Our newspapers participate in debate on public issues in their respective communities and have a role of importance. The News Corporation is a citizen of the global village, and such citizenship carries with it obligations and responsibilities as well as opportunities. We will continue to serve our communities, providing them with clear and unbiased reporting of matters of importance.
Thus wrote Mr Rupert Murdoch, chief executive of the corporation, in its recent annual report.

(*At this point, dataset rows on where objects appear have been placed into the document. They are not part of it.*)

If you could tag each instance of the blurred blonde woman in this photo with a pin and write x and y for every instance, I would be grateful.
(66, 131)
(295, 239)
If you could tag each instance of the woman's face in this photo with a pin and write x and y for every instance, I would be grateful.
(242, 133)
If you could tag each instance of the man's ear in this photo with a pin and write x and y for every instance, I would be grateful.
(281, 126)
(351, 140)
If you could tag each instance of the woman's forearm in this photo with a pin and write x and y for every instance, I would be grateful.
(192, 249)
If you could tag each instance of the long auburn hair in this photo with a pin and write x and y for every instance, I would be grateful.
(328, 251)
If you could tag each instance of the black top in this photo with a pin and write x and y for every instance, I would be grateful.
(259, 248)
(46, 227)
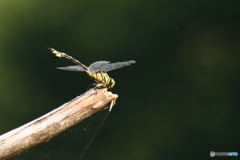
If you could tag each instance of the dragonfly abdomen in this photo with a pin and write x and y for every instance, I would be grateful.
(102, 79)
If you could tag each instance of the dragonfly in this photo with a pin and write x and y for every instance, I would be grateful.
(97, 70)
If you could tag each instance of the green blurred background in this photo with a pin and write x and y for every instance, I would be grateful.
(179, 101)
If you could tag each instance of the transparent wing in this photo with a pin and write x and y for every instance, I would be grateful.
(96, 66)
(71, 68)
(112, 66)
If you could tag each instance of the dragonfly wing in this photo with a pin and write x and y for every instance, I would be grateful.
(112, 66)
(71, 68)
(96, 66)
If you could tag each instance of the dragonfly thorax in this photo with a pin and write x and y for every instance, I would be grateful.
(102, 79)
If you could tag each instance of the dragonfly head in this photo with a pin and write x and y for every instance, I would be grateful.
(55, 53)
(111, 83)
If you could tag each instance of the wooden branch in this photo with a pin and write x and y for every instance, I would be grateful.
(54, 122)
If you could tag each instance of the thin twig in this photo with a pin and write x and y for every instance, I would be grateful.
(44, 128)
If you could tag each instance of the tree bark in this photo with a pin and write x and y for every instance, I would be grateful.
(55, 122)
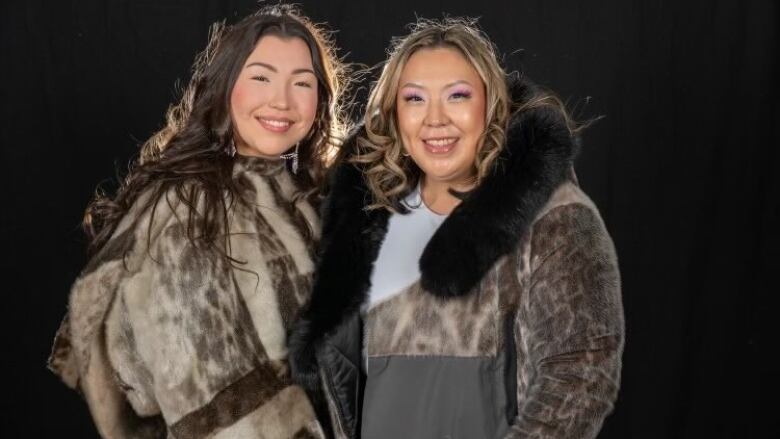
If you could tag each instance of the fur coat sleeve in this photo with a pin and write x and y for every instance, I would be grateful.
(569, 327)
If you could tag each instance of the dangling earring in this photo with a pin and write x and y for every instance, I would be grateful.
(292, 156)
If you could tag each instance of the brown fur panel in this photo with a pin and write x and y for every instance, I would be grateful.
(160, 327)
(416, 322)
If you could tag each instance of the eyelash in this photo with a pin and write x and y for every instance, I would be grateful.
(458, 95)
(461, 95)
(261, 78)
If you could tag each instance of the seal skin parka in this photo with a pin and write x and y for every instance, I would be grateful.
(165, 339)
(515, 327)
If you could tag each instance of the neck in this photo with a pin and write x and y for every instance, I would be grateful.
(437, 197)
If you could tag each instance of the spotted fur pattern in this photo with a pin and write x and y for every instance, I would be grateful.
(167, 338)
(561, 288)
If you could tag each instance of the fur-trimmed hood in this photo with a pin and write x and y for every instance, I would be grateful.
(488, 224)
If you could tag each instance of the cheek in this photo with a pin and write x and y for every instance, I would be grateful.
(239, 98)
(472, 119)
(409, 119)
(307, 106)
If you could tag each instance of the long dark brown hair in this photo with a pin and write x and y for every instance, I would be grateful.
(190, 156)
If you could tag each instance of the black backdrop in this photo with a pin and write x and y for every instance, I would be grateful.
(682, 168)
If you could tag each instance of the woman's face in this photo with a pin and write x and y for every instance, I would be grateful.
(441, 114)
(274, 101)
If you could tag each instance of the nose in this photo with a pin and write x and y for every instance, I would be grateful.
(280, 99)
(436, 116)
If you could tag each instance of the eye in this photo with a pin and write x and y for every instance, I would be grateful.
(460, 95)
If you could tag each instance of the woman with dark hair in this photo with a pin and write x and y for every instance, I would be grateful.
(200, 263)
(467, 287)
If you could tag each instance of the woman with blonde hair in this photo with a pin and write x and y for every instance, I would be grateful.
(200, 263)
(467, 287)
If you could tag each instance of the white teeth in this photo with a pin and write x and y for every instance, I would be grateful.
(441, 142)
(276, 123)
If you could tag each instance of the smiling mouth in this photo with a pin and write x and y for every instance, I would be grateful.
(275, 125)
(440, 145)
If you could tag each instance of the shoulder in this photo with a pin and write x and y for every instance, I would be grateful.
(570, 220)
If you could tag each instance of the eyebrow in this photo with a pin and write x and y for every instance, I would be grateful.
(275, 70)
(451, 84)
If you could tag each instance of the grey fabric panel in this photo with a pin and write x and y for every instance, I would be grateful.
(434, 397)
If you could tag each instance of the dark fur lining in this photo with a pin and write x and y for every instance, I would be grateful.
(487, 225)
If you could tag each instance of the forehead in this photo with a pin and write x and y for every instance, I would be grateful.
(440, 65)
(281, 51)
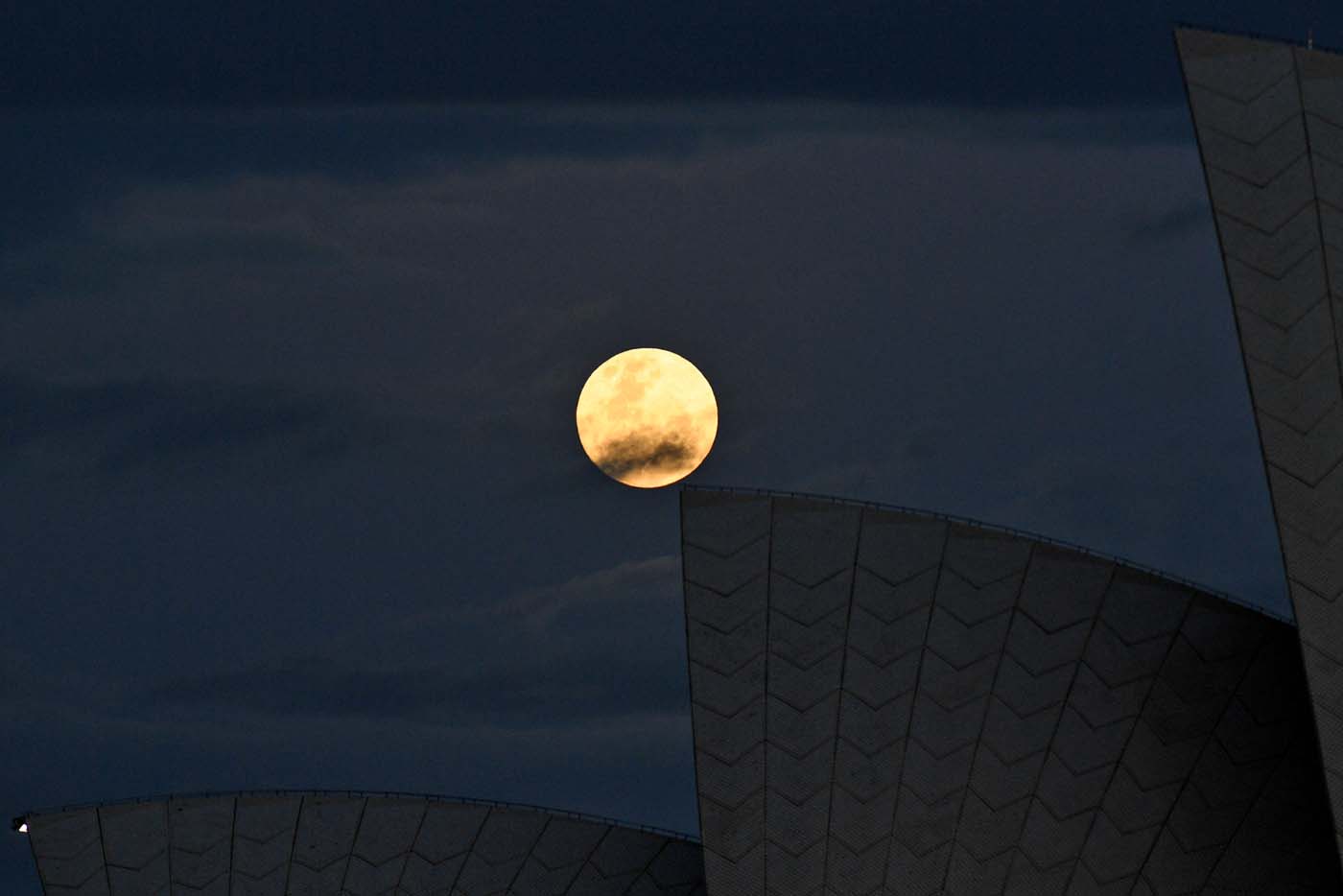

The report, which resembles a glossy magazine, shows the chief before a mirrored tabletop. Behind him is a painting of what appears, in its lower half, to be a lot of lopped skulls, while above is a wolf, and a clown-like figure standing on a horse. He always was an agile balancer, this Murdoch. How else does an owner of newspaper and television stations also get licences from governments to run an airline and a state lottery? The conservative columnist William Safire was forthright in the New York Times when Murdoch’s New York Post endorsed Jimmy Carter for president following a Murdoch–Carter White House lunch which, in turn, paralleled a $US290 million loan from the Export-Import Bank in New York at an extraordinarily low rate of interest to Ansett for new aircraft. ‘The press cannot defend the First Amendment with its hand out,’ said Safire. ‘Journalism cannot shut its eyes to the danger of conglomeration, where one division scratches a government back that in turn scratches the back of another division.’ Safire advised Murdoch to learn the lesson that when journalism and government get too close, both suffer. The evidence seems to be that Murdoch applied an opposite, and equally American lesson: go for the main chance.